Looking at for wolves

Usually, wolves have longer legs and wider skulls than coyotes, but, Royar pointed out, “when you see an animal from a distance,” it’s really hard to identify if it’s a. wolf or coyote.

For the past two decades or so, there have been two captured wild dogs that were so large that the state had them tested to see if they were wolves.

One, taken in the late 1990s, weighed 72 pounds, which Royar described as “excessively big for a coyote”.

Another, taken about a decade later, weighed 92 pounds, she said.

The larger animal turned out to be a Canis lupus, or gray wolf, she said, but further tests showed her parents were from two separate population areas, meaning the animal was probably bred in captivity.

“We don’t know what the origin of this animal was,” she said.

The 72-pound animal was a cross between an eastern Canadian wolf and a coyote, Royar said.

She is not sure where this animal came from, but it is possible that it descended from Canada.

“The other complicating problem is that there are people who have wolf hybrids as pets… sometimes these pets are not very conducive to living in a domestic environment… and they end up s ‘escape or people let them go and they go wild,’ Royar said.

She noted that even 45 or 50 pounds for a coyote is unusually large, but not impossible.

“We generally assume that what people are probably seeing,” are large coyotes, Royar said.

While it is not impossible that wolves may have made the trip from Canada to Vermont in recent years, Royar said it was also not very likely, as the area around the border is rather suburban, a difficult landscape for wolves to cross.

Despite this, residents of towns along Route 100 and Route 73 have shared stories of animals they firmly believe are wolves, not coyotes.

Muffie Harvey, from Rochester, said about a year ago she saw a large dog from her porch.

She’s no stranger to coyotes, she says.

“We live in the boonies a bit,” she said, noting that in the past, coydogs and coyotes have caused problems near her home.

But this particular canine caught his eye from his living room window.

“I took the binoculars to look at her, and this creature was huge,” she said, “she was really tall… and she clearly had wolf features.”

She did not see him again, but told him it was clearly not a coyote or coydog like the ones she had seen before.

Linda Deslauriers of Granville also once observed a wolf-like canine.

His sighting took place last November, in Waitsfield.
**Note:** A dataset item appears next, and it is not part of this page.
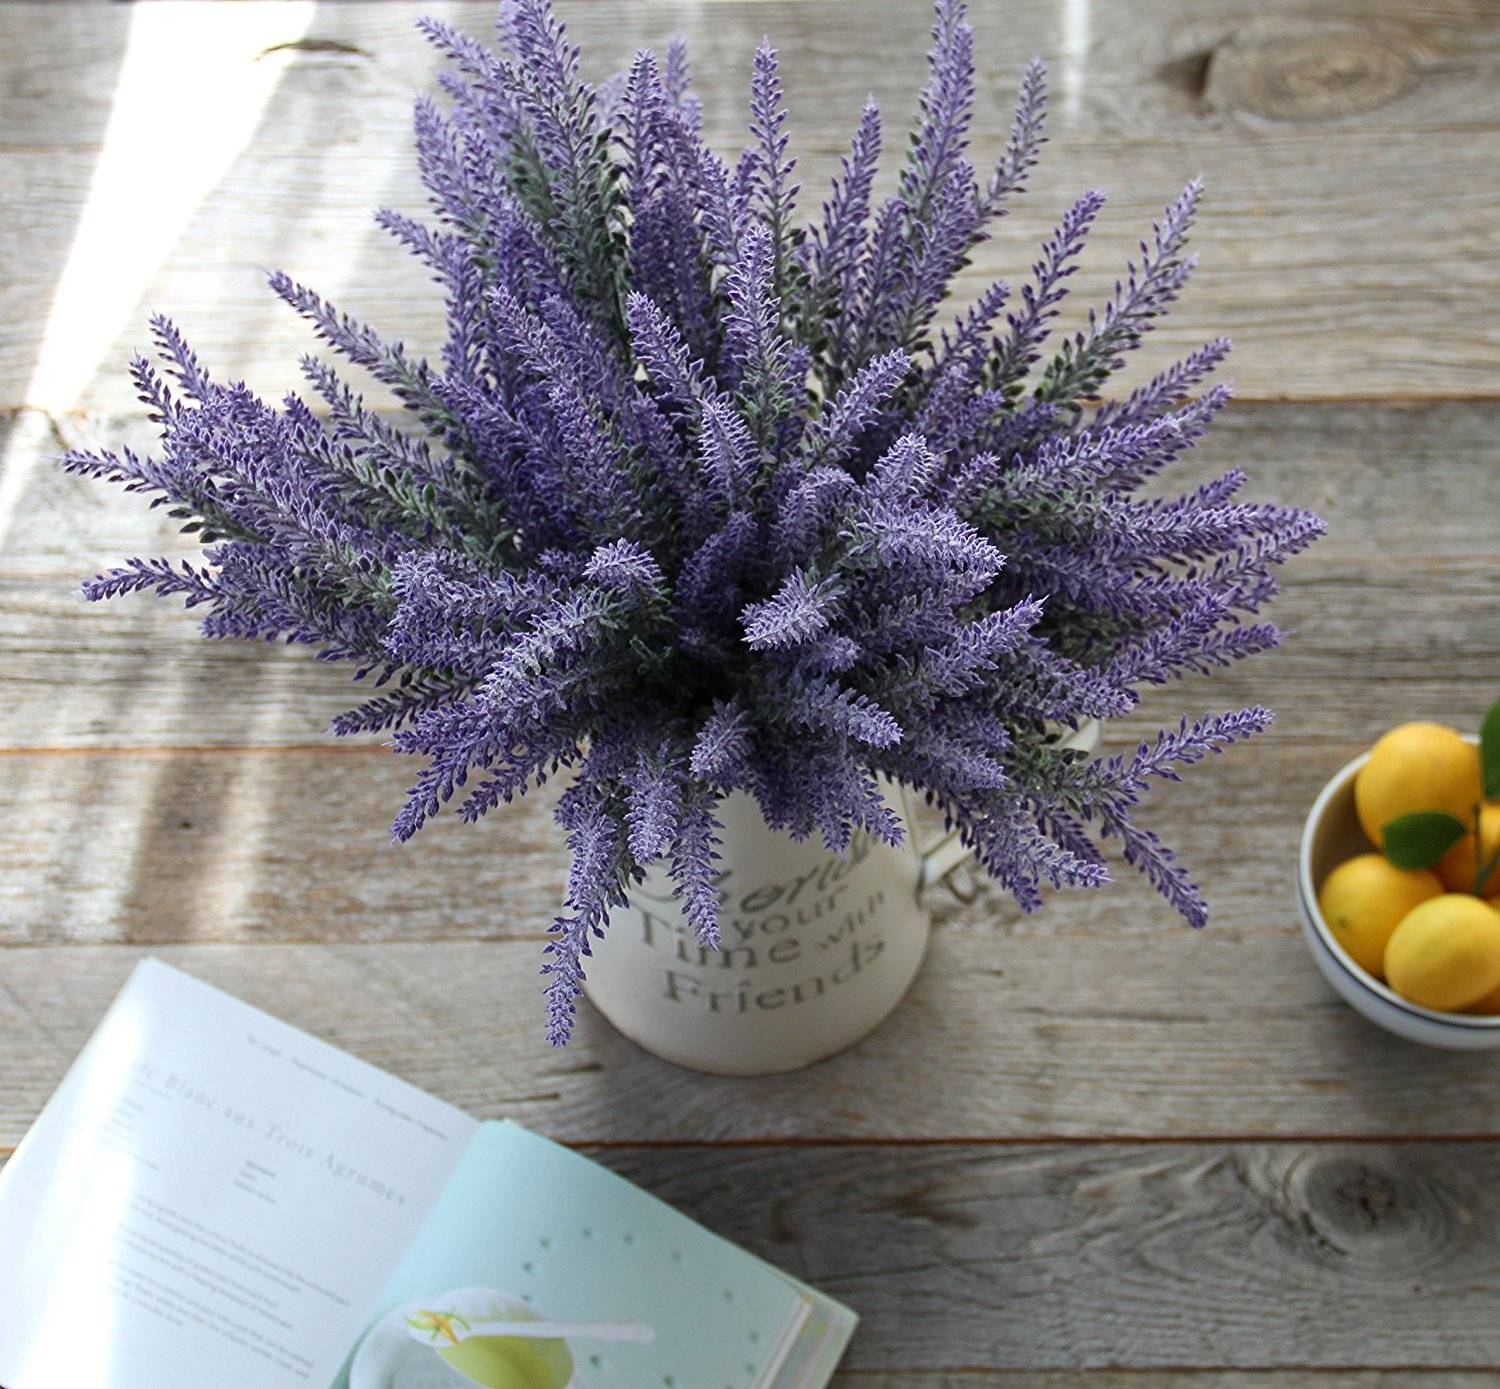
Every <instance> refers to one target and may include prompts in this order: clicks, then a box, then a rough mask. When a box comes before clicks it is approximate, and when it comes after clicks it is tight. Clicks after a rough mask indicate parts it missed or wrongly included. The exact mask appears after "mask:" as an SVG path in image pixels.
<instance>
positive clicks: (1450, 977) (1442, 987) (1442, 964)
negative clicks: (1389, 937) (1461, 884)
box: [1386, 892, 1500, 1013]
Deslauriers was heading north towards Canada and she saw a large dog heading for the river.

The color and size of the animal immediately made Deslauriers think of a gray wolf.

“He was standing right by the side of the road,” she said. “Seeing the wolf, there was only a sign of welcome and a blessing.”
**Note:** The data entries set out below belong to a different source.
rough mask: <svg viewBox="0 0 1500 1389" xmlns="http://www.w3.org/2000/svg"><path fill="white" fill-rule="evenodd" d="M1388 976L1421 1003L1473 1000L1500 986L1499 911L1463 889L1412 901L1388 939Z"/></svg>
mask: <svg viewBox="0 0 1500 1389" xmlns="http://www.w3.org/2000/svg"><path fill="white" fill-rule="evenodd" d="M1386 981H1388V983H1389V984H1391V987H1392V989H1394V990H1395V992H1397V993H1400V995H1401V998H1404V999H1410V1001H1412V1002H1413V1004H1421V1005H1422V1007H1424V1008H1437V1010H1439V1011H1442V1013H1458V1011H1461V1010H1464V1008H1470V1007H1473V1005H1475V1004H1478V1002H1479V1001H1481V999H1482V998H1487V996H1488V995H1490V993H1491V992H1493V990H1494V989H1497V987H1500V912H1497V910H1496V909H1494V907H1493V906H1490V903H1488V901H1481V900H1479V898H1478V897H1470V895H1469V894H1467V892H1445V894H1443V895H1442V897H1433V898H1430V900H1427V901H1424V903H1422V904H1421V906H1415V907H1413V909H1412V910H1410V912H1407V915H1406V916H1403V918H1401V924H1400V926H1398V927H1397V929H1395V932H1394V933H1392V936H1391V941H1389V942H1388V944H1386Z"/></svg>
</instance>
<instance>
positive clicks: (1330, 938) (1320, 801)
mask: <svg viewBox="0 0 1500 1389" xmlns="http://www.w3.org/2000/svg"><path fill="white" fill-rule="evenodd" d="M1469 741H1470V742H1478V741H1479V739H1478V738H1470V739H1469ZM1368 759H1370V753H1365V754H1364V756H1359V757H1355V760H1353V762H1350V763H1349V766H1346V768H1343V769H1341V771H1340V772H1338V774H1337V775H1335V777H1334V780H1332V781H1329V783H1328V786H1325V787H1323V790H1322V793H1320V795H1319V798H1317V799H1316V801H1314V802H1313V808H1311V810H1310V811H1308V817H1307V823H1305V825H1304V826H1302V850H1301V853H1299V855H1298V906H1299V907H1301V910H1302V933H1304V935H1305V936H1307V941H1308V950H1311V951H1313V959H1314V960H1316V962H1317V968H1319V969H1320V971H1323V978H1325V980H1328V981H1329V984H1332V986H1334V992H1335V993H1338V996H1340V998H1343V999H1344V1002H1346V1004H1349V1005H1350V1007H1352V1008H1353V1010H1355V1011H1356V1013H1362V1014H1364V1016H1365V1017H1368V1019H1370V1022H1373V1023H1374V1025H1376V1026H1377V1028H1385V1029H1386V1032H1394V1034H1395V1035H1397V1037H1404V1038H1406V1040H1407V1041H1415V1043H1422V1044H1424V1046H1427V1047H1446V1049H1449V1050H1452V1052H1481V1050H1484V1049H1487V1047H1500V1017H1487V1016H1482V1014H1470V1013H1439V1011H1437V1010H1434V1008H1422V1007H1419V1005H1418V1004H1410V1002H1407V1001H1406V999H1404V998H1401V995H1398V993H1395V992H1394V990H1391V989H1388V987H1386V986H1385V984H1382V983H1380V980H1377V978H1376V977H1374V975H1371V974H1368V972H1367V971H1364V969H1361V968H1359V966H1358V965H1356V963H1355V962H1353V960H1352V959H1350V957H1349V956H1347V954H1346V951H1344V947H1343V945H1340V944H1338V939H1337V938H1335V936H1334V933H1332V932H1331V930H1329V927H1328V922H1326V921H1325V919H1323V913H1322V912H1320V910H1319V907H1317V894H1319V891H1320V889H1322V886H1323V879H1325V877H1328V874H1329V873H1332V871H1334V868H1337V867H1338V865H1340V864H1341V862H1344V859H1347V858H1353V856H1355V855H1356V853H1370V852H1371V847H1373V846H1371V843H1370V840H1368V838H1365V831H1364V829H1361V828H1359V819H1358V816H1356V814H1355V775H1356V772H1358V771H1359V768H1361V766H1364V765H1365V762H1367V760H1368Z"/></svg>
According to the Deslauriers, the sighting occurred during “a very beautiful winter day, a light snow on the ground and this thing just stood out, magnificent”.

Although Harvey and Deslauriers maintain that the animals they saw were too big and looked like wolves to be coyotes, they and Royar agree that they are curious to hear more stories about the great canines of the region.
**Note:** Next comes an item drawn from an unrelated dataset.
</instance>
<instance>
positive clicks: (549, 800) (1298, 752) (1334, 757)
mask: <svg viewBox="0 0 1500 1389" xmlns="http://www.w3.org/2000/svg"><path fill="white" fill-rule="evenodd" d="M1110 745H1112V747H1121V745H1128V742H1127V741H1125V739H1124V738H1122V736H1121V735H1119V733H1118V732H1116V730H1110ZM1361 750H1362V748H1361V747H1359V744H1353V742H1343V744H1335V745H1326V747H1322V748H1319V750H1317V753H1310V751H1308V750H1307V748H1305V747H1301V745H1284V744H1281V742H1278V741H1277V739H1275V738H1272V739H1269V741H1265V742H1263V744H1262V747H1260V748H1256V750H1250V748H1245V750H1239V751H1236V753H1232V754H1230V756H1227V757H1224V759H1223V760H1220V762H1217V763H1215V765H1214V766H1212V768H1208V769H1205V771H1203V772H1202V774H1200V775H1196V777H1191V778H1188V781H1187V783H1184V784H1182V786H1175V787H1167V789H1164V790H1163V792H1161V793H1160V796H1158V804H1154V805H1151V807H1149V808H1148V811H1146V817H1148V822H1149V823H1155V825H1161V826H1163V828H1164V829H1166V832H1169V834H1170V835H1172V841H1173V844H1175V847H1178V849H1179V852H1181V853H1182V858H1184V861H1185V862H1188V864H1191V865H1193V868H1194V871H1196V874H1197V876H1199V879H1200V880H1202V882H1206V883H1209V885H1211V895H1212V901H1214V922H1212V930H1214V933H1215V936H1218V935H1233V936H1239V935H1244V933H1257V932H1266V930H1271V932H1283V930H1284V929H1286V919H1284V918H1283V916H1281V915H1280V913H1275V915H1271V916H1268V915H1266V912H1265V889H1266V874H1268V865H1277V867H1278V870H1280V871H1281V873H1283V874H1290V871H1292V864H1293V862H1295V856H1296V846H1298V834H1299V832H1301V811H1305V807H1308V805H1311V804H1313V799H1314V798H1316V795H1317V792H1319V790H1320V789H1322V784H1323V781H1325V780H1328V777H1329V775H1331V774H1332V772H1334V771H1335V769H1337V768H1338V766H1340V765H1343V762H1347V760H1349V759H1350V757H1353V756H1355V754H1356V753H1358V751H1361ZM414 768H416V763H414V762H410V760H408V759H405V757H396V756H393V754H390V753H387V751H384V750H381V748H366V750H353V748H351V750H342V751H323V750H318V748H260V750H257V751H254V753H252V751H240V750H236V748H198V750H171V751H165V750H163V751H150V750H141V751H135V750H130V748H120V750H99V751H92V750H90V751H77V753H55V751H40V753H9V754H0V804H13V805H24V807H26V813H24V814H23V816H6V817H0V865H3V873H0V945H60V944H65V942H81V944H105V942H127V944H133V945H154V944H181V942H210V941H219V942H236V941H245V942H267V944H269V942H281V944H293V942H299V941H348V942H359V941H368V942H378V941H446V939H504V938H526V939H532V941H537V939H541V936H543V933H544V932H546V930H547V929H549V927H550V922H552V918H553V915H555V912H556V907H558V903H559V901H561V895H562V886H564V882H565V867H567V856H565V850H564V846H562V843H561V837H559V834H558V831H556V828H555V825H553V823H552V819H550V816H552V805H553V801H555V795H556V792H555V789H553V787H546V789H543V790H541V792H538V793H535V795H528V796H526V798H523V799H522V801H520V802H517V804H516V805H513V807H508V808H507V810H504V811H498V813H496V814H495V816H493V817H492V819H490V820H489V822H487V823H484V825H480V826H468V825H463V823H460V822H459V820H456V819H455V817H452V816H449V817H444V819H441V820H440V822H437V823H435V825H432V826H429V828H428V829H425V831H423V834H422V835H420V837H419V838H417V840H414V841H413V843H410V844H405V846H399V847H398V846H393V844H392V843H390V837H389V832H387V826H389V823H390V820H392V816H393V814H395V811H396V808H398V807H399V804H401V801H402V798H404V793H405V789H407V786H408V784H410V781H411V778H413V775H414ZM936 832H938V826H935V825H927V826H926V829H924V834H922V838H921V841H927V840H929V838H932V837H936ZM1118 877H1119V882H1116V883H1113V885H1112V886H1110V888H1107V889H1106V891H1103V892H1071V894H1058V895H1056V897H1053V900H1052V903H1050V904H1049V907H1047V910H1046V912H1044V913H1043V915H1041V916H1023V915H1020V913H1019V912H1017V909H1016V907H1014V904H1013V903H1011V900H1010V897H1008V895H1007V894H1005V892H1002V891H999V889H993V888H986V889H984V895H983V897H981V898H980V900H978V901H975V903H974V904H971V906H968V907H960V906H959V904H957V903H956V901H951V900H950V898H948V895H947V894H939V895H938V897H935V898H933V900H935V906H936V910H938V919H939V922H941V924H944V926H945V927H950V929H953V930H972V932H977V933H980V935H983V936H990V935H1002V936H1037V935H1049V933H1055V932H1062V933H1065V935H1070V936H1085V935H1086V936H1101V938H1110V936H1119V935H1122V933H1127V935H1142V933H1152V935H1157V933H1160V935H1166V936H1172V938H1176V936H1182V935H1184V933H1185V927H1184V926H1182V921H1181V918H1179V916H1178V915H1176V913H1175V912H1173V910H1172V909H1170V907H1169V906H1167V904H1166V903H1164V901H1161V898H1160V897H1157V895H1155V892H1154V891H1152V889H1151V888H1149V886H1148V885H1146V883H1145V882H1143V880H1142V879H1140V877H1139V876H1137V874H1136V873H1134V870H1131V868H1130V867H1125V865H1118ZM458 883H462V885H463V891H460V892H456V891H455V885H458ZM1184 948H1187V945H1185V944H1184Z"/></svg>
Royar noted that people who spy on feral dogs can send photos of them to the department and that F&W staff could help identify if they are wolves, coyotes or a hybrid.

And she hopes that if people see coyotes instead of wolves, they won’t be too disappointed.

Coyotes, she said, “are here to stay… they play an important and positive role in the ecosystem.” And, she added, “they’re pretty cool.”